Den extremen Preissprung habe niemand vorhersehen können. "Manche Kunden akzeptieren, andere sagen, sie können nicht mehr zahlen und wenn es nicht pressiert, wird der Auftrag geschoben", sagt Leonhard Anzenberger. Im Charterverkehr hätten vor allem polnische Unternehmer Probleme, da ihnen die ukrainischen Fahrer fehlten. Fahrten nach Weißrussland würden zudem ausfallen. "Die Corona-Pandemie war schon schlimm, der Krieg hat alles noch verschärft", sagt Anzenberger.

Preiserhöhungen: "Die Kunden machen schon Stress deshalb."

Für die Frachtunternehmer ist der Dieselpreis "existenzbedrohend, weil die Liquidität nicht da ist, um so was aufzufangen", sagt Erich Baumgärtel, Geschäftsführer bei Kochtrans Patrick G. Koch GmbH in Moosinning. Es gebe Kunden, die dafür überhaupt kein Verständnis haben, wenn der Preis steige. "Letztendlich ist es eine mathematische Rechnung und die kann nicht auf dem Rücken des Gewerbes ausgetragen werden." Bei den Subunternehmern, mit denen man zusammen arbeite, vor allem im Fernverkehr, würden außerdem ukrainische Fahrer fehlen.

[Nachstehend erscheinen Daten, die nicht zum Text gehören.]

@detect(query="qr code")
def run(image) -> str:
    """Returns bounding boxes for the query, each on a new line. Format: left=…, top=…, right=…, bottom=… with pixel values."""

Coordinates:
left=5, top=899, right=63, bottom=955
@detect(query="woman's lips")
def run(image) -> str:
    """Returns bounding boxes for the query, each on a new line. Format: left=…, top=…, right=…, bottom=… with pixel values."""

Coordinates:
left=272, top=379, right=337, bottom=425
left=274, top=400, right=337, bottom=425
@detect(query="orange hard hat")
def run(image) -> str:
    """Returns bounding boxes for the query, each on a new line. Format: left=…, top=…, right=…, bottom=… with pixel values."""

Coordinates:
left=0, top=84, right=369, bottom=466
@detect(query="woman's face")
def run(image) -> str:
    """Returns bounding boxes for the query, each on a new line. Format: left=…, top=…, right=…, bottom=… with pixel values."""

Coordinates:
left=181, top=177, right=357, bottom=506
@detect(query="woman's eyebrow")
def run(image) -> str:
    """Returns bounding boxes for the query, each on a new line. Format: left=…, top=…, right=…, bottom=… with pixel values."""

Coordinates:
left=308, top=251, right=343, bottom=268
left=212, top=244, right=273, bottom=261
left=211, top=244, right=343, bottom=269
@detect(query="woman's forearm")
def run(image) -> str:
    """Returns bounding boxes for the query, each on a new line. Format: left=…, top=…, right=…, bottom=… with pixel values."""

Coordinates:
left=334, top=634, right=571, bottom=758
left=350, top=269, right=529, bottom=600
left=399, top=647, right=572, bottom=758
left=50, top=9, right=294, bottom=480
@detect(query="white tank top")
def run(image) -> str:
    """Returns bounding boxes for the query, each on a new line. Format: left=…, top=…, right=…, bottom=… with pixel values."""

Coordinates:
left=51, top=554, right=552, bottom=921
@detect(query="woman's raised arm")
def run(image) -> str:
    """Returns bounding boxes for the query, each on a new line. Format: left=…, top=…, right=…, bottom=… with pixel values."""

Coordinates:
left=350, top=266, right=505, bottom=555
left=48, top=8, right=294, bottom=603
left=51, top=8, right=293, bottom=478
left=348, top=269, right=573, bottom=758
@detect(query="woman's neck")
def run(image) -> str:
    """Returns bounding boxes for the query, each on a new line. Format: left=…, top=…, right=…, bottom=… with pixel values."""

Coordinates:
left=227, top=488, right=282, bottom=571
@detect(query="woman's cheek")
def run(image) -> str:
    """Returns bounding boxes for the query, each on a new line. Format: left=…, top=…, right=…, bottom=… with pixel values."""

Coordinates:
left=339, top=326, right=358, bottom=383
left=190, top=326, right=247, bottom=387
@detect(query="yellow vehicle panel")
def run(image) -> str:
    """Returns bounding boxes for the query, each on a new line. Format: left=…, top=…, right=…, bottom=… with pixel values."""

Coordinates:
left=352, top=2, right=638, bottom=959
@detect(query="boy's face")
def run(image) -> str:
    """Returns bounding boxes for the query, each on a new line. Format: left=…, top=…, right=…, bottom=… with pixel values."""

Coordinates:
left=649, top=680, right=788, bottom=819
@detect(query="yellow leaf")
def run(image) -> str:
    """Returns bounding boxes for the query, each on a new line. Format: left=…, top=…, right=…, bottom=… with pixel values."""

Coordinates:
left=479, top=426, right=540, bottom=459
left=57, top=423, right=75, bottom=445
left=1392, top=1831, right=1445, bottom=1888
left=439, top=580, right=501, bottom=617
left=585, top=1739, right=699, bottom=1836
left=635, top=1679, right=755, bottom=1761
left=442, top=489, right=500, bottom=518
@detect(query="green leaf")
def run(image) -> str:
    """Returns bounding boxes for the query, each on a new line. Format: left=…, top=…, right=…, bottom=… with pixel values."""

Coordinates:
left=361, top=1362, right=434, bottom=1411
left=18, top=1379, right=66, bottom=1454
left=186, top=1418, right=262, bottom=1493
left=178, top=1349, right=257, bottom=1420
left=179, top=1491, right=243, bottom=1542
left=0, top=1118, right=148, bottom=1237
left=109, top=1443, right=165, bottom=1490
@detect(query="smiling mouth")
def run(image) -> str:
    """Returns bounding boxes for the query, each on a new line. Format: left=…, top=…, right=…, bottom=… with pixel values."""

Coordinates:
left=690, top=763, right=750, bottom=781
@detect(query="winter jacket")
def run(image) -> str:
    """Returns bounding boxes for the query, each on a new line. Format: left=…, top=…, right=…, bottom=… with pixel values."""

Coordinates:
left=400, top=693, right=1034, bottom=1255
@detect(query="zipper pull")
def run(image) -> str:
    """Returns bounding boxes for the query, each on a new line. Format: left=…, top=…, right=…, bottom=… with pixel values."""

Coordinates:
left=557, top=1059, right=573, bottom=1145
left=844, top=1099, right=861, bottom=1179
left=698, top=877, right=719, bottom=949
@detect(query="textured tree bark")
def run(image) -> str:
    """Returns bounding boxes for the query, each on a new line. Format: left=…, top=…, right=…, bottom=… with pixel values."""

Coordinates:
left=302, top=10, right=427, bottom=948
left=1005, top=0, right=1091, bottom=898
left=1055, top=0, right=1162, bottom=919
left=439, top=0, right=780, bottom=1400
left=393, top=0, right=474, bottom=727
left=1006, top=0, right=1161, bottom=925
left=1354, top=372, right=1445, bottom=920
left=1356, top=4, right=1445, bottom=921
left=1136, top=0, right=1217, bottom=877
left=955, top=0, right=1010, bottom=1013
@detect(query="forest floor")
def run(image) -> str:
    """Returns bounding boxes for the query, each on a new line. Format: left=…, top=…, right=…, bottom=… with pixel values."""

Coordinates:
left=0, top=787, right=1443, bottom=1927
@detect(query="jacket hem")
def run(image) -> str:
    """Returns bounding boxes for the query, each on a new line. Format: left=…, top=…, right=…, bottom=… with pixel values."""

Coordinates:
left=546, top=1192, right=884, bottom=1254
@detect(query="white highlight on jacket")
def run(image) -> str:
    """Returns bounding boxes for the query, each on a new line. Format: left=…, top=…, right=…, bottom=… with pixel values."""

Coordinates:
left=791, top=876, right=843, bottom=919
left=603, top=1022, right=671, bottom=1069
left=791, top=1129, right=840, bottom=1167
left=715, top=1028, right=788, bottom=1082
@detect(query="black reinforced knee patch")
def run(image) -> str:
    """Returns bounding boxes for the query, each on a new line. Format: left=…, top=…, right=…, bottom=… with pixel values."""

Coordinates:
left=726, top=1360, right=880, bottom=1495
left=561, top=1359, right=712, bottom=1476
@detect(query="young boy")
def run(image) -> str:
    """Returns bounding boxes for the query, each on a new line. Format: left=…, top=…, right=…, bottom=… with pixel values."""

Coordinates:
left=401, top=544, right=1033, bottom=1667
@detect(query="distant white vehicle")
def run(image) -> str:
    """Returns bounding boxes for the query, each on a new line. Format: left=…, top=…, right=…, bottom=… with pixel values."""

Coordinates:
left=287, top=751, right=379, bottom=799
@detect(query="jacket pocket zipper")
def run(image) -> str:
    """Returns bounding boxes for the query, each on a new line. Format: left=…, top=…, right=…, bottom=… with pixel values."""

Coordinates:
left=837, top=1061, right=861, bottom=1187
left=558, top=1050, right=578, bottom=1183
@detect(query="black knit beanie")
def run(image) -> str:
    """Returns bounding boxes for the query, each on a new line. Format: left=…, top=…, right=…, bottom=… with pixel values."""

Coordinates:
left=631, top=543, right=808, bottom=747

"Wir hatten schon Anfang des Jahres die Preise erhöht, weil bei allem die Preise steigen. Jetzt haben wir noch mal erhöhen müssen wegen des hohen Dieselpreises", sagt Ismet Dogan, geschäftsführender Gesellschafter der ETT Spedition GmbH in Erding. "Die Kunden machen schon Stress deshalb." Es gebe sehr viel Gesprächsbedarf, sagt Ismet Dogan. Diesel-Floater würden vor allem bei den großen Speditionen zum Einsatz kommen. Aber auch dort müsse man als Spedition das Geld vorstrecken. Die Unternehmen, die die Fahrten durchführen, würden zudem von Schwierigkeiten berichten, Fahrer zu finden. Bisher habe aber vor allem Corona ein Rolle gespielt. "Wir hatten eine Firma, die komplett weggefallen ist, weil die Fahrer alle in Quarantäne wegen Corona mussten." Es sei eine "schwierige Zeit" momentan.